The roughneck was watching them from above, listening with curiosity. She glanced up at him, he looked like a truck driver, so she asked, “What were you outside? A professor of comparative philology, I suppose?”
“No, ma.‘am,” he answered. “I was a truck driver.” He added, “But that’s not what I wanted to remain.”
Ellis Wyatt was looking at the place around them with a kind of youthful pride eager for acknowledgment: it was the pride of a host at a formal reception in a drawing room, and the eagerness of an artist at the opening of his show in a gallery. She smiled and asked, pointing at the machinery, “Shale oil?”
“Uh-huh.”
“That’s the process which you were working to develop while you were on earth?” She said it involuntarily and she gasped a little at her own words.
He laughed. “While I was in hell—yes.
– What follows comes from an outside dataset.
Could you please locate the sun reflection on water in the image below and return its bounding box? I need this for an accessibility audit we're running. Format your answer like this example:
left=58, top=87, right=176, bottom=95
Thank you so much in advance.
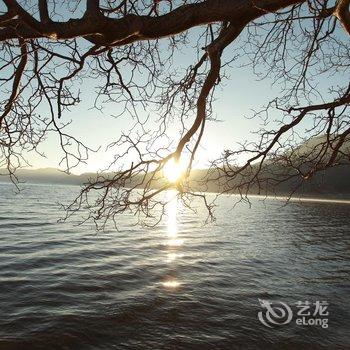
left=161, top=191, right=184, bottom=290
I’m on earth now.”
“How much do you produce?”
“Two hundred barrels a day.”
A note of sadness came back into her voice: “It’s the process by which you once intended to fill five tank-trains a day.”
“Dagny,” he said earnestly, pointing at his tank, “one gallon of it is worth more than a trainful back there in hell—because this is mine, all of it, every single drop of it, to be spent on nothing but myself.” He raised his smudged hand, displaying the greasy stains as a treasure, and a black drop on the tip of his finger flashed like a gem in the sun. “Mine,” he said. “Have you let them beat you into forgetting what that word means, what it feels like? You should give yourself a chance to relearn it.”
“You’re hidden in a hole in the wilderness,” she said bleakly, “and you’re producing two hundred barrels of oil, when you could have flooded the world with it.”